Alongside the benefits of CBT, this survey identified that the formation of a good therapeutic alliance, between the patient and dentist (therapist) is paramount. Children inferred that liking and trusting their dentist was very important in anxiety reduction. This positive interplay between the child and the therapist has also been highlighted in the general CBT literature as predicting a good outcome. Understandably, clinicians will vary greatly in their 'enjoyment' of treating children, but the basic acts of acknowledging and discussing a child's anxiety, telling them (truthfully) the treatment procedures involved, gaining their trust and giving them adequate time, are all inherent to successful outcomes.

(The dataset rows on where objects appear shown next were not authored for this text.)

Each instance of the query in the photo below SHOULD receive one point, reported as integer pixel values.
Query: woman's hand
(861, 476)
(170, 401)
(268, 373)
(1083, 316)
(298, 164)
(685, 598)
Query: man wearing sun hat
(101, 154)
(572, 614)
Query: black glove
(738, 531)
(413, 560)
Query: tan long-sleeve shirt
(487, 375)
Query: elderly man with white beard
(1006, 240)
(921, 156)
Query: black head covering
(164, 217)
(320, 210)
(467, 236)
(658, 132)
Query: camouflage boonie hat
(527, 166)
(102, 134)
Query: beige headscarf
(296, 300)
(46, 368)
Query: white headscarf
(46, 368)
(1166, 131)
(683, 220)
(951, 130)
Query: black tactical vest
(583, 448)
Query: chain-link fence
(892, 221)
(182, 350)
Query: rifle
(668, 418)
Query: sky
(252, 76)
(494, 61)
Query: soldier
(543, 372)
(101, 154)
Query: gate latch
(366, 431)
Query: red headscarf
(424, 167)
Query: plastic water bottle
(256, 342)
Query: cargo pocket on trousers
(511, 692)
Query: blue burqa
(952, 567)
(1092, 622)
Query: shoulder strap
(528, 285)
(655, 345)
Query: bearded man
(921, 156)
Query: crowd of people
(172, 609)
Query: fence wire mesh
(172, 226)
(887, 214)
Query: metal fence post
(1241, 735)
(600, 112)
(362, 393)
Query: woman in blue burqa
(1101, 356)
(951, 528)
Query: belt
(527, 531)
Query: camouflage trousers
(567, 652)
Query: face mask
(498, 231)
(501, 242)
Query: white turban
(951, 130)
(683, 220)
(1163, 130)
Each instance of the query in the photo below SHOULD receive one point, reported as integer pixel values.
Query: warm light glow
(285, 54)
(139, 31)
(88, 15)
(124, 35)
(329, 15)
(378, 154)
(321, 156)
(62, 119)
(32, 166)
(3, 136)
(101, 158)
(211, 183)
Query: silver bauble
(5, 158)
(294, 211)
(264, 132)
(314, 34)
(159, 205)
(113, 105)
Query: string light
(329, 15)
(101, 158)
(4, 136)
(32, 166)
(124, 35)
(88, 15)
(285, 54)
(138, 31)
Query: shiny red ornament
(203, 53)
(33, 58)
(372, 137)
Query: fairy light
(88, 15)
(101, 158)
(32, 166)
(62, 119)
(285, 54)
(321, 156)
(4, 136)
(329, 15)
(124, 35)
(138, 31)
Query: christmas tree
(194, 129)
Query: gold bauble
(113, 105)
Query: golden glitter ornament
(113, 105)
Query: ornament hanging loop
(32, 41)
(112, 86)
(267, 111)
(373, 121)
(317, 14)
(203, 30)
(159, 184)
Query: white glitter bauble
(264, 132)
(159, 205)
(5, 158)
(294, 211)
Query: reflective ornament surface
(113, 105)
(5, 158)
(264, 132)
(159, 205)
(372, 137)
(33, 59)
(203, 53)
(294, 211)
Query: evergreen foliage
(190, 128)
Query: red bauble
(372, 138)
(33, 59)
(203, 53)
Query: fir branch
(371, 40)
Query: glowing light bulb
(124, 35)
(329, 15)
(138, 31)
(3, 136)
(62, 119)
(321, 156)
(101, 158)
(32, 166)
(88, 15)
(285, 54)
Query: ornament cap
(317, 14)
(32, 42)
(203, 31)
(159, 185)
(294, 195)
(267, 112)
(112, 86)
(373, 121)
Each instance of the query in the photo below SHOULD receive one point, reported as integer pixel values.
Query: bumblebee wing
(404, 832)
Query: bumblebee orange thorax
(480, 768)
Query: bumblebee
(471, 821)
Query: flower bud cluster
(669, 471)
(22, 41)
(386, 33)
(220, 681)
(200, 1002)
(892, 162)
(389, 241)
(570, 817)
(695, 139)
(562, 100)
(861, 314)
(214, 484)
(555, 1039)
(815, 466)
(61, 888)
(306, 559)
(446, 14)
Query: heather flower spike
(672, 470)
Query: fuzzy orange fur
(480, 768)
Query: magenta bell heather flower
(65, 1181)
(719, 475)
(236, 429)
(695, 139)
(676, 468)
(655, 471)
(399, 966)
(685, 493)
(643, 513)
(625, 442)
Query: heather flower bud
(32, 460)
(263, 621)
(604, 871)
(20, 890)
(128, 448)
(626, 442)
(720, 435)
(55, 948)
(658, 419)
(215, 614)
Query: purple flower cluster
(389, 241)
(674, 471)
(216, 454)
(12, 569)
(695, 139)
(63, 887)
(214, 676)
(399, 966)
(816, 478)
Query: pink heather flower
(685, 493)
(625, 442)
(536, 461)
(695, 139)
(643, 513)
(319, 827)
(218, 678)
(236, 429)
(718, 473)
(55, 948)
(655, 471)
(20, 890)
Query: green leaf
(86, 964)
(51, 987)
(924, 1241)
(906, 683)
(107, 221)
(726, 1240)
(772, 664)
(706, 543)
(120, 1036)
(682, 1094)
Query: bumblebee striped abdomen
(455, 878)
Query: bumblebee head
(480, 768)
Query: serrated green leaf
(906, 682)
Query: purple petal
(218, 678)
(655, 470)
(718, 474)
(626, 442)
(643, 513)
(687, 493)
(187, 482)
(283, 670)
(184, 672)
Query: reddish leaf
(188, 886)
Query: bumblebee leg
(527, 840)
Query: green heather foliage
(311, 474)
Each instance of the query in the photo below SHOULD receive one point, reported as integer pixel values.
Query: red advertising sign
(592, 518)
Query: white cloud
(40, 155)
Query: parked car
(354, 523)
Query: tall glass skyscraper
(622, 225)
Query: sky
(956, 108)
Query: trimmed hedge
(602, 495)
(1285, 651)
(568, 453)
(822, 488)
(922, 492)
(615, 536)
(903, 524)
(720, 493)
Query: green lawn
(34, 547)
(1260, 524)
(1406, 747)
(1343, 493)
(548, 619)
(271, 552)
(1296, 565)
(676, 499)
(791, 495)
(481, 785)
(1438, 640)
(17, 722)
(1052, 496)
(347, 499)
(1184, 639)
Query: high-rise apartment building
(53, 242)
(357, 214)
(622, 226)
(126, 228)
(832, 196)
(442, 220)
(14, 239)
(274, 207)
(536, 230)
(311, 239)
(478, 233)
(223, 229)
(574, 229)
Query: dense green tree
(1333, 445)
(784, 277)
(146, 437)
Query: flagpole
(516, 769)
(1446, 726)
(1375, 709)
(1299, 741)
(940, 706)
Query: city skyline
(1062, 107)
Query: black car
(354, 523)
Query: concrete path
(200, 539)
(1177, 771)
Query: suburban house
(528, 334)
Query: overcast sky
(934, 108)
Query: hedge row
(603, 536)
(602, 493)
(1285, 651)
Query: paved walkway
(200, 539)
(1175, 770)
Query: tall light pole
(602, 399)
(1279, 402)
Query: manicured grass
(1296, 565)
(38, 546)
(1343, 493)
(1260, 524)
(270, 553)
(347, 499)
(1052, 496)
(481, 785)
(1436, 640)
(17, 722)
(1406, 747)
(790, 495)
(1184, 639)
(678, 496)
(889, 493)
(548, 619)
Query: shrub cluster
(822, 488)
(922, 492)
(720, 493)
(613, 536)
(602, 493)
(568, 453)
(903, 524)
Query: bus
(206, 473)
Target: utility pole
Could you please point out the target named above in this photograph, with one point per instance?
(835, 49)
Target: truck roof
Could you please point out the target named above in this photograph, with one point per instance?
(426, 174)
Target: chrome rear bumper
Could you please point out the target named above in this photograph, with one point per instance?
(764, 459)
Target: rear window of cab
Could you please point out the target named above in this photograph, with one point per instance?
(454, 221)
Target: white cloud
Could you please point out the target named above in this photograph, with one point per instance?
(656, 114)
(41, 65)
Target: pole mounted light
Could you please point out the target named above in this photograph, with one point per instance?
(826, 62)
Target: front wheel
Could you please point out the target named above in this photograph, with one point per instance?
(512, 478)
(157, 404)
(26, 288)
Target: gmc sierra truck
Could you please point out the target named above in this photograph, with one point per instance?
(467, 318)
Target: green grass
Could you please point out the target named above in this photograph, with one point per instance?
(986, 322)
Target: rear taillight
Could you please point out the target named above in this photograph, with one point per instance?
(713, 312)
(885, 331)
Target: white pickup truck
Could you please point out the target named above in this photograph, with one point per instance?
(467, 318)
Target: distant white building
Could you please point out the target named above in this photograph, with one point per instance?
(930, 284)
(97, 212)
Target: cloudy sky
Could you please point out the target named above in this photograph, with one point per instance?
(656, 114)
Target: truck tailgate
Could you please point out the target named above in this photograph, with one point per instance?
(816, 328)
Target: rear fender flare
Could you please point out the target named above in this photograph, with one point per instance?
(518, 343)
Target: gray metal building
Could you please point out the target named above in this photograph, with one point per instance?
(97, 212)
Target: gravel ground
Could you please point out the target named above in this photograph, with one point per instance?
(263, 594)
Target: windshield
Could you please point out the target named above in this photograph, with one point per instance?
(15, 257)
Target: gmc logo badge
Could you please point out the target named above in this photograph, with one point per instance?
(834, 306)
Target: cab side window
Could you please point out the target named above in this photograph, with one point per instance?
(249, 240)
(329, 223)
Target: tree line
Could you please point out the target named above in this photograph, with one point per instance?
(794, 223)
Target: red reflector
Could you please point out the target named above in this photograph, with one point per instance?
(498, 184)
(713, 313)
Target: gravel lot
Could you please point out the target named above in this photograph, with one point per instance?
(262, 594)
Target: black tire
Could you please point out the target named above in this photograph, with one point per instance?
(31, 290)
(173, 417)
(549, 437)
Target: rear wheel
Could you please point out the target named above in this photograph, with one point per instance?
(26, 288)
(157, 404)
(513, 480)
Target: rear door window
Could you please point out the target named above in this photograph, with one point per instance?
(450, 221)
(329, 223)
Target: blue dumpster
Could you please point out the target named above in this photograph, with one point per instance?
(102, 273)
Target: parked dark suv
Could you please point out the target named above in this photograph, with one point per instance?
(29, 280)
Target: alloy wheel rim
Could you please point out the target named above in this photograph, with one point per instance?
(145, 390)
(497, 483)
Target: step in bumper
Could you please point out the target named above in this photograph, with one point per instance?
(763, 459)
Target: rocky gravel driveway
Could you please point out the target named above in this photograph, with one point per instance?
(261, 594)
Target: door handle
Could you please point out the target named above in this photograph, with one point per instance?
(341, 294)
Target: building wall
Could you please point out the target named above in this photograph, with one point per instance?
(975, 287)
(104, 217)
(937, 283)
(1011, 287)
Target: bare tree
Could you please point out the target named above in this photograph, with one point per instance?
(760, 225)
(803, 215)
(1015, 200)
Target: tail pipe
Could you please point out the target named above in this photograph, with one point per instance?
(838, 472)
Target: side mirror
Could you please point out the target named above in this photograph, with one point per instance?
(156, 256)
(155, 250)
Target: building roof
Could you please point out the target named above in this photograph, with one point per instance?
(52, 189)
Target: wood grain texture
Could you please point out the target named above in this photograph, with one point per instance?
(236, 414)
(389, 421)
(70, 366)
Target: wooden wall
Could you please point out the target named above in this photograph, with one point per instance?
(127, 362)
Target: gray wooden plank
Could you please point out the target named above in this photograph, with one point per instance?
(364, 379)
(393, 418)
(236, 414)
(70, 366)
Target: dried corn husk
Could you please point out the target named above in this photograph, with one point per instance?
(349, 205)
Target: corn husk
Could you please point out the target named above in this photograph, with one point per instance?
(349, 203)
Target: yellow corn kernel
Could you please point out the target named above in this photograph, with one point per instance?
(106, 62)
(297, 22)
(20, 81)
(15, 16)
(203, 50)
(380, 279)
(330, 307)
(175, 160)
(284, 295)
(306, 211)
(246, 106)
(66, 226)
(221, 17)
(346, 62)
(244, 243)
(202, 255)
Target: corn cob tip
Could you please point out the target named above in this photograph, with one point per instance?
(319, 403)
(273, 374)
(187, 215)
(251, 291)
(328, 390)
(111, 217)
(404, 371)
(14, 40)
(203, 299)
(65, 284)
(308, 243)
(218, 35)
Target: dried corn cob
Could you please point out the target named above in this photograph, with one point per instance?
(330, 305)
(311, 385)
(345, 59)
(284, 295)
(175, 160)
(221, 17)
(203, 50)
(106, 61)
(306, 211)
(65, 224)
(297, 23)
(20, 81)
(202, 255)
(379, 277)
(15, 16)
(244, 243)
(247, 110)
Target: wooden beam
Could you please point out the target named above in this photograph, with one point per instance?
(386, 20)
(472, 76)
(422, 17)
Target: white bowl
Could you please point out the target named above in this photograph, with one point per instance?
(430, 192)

This service evaluation has acknowledged limitations, the first of which is the low response rate (50%) and relatively small number of participants which raise obvious questions about reporting bias. It is conceivable that the non-respondents had a different perspective and may not have sought any follow up dental care at all. However, the respondents' characteristics, in terms of gender, MCDAS anxiety scores, ethnicity and social deprivation were representative of the whole group.14 Greater participation could have been achieved through a telephone call to non-responders, rather than relying on them to complete a postal questionnaire. However, as the original ethics submission and consent process did not specify that participants may be contacted in the future by telephone, this was not an option. In retrospect, the research team did not support the participants as well as they could have on discharge. Although children were encouraged to show their subsequent dentist the CBT guides, and use tools such as the 'message to dentist' and signed agreements for stop signals, this was not followed through by many of the respondents. Some voiced the opinion that they did not think their own dentist would be 'interested' in the CBT guide. A better approach would have been to write to each referring practitioner (with a copy to the family to take to any dentist of their choice in the future) providing a detailed explanation of the CBT intervention and identified needs of each child. This would have given the dentist greater insight into the patient's dental anxiety and coping skills, and reassured the family that the specialist service had acted as their advocate. The practitioner could have been signposted to the on-line training videos and CBT resources which would have enhanced dissemination of the approach. Opportunities for the transfer of research knowledge to primary care should be maximised in future. Although there appears to be some maintenance of anxiety reduction at 12–18 months, authorities have suggested that a 'booster' session could be effective in the longer term.18 Further work is needed to explore the need for this, and identify the most acceptable and cost-effective means of its delivery in the dental setting.

Conclusions

The use of a self-help CBT approach for dentally anxious children appears to be helpful in effecting a longer term reduction in anxiety as children are able to draw on coping strategies that have been taught by the dental team.